I'm particularly animated by the foregrounding of environmentalism in healthcare as a core competency, and the push to think through ways to mitigate the effects of clinical practice on the environment. It is something that SLT students and faculty need encouragement, support and guidance in.

So how to produce a report card? A student-led group designs the questionnaire. It should be a simple document for students to pick up and fill out, identifying what is good about the institution's practices, or what needs improvement, and is implemented on an annual cycle to measure improvements. It is published annually on Earth Day, 22nd April. (There were questions about inter-departmental scope which I didn't get to clarify.)

So far, report cards have been published representing schools of Medicine, Nursing, Pharmacy and Physiotherapy. Currently, there is no OT or SLT report card available, but the OT Susnet group are working on a draft.

The five areas that the PHRC should cover include:-

1) Curriculum – how are planetary health considerations, such as ecological destruction and mitigations in clinical practice, integrated into the curriculum?
2) Interdisciplinary research investigations into planetary ecological healthcare – how well does your institution support these?
3) Community outreach and advocacy – how well does your institution partner with local communities?
4) Support for student-led initiatives – how well does your institution support students to engage with planetary healthcare issues?
5) Campus sustainability – what is the built environment like, what are the institution's investment policies and priorities?

I had a question as to what extent the Royal Colleges and other healthcare regulatory bodies, (HCPC, the Council of Deans of Health, etc...) were interacting with the PHRC initiative, as it is they who ultimately have the biggest influence on curriculum and syllabi in healthcare training.
James Lee responded that the report card in medicine was having more and more of an impact on faculty each year. He highlighted the fact that producing a PHRC is a collaborative process that engages faculty. Also, the ranking system is a useful tool. Environmental and sustainability metrics have become important to prospective students in schools of medicine. Brighton and Sussex medical school currently sets the standard.
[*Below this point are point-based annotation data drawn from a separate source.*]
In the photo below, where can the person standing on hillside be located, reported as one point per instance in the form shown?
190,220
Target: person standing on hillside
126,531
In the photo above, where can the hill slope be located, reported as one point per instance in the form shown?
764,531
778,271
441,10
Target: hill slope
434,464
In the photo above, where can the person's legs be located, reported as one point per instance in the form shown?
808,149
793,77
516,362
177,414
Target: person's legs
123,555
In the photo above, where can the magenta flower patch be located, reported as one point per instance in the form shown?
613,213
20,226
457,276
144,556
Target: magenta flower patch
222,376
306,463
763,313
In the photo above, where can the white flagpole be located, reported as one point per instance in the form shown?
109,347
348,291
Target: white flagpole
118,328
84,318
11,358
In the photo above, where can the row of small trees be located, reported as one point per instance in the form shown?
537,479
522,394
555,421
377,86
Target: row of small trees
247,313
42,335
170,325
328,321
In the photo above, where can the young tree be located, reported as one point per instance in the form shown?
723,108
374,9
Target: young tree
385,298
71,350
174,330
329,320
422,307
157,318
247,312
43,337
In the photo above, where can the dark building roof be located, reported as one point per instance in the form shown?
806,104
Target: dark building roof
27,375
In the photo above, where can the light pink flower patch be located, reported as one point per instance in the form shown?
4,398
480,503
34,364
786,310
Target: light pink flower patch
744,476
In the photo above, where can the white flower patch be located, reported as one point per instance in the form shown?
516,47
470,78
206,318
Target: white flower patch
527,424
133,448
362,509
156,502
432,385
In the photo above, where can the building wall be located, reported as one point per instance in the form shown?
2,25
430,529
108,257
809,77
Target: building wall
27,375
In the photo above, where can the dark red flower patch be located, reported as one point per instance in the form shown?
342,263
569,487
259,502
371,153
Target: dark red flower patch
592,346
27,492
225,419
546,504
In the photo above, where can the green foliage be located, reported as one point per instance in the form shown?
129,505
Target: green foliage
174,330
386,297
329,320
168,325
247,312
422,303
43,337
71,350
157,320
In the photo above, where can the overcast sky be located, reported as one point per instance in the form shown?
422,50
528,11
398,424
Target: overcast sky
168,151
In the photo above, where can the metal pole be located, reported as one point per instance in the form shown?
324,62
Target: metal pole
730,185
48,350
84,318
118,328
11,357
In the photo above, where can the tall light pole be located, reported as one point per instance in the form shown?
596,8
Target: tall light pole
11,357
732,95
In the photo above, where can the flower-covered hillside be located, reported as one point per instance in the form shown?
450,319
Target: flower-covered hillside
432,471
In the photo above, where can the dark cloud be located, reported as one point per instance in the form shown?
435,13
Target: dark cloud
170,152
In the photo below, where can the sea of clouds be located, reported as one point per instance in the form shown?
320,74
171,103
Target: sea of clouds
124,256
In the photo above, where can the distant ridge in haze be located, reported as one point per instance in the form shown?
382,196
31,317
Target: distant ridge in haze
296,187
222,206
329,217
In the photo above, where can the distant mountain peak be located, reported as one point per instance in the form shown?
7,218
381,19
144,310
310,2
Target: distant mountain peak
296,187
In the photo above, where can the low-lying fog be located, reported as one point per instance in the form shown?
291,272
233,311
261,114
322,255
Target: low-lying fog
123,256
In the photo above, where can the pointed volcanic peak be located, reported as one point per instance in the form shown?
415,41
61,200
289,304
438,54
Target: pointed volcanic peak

James Lee mentioned that the Planetary Health Alliance, the UK Health Alliance, the General Medical Council are all alive to the issue and that accrediting bodies do need to take it seriously.

At the end of the session I mentioned that the SLT undergraduate curriculum is so dense, which may account for a lack of engagement on ecological issues (e.g the ethics component does not appear to include questions about ecological sustainability or climate change). As a senior OT lecturer, Ka Yen pointed out that sustainable healthcare should not be seen as an add-on, but rather must and can be systemically embedded as part of the teaching approach in all programme modules. This is certainly desirable but to adopt this systemic approach, teaching faculty need persuasion and support from below (i.e the students) as well as above from the regulatory bodies.

I do hope that the SLT Susnet can draw students from SLT programmes globally to start working on this PHRC initiative.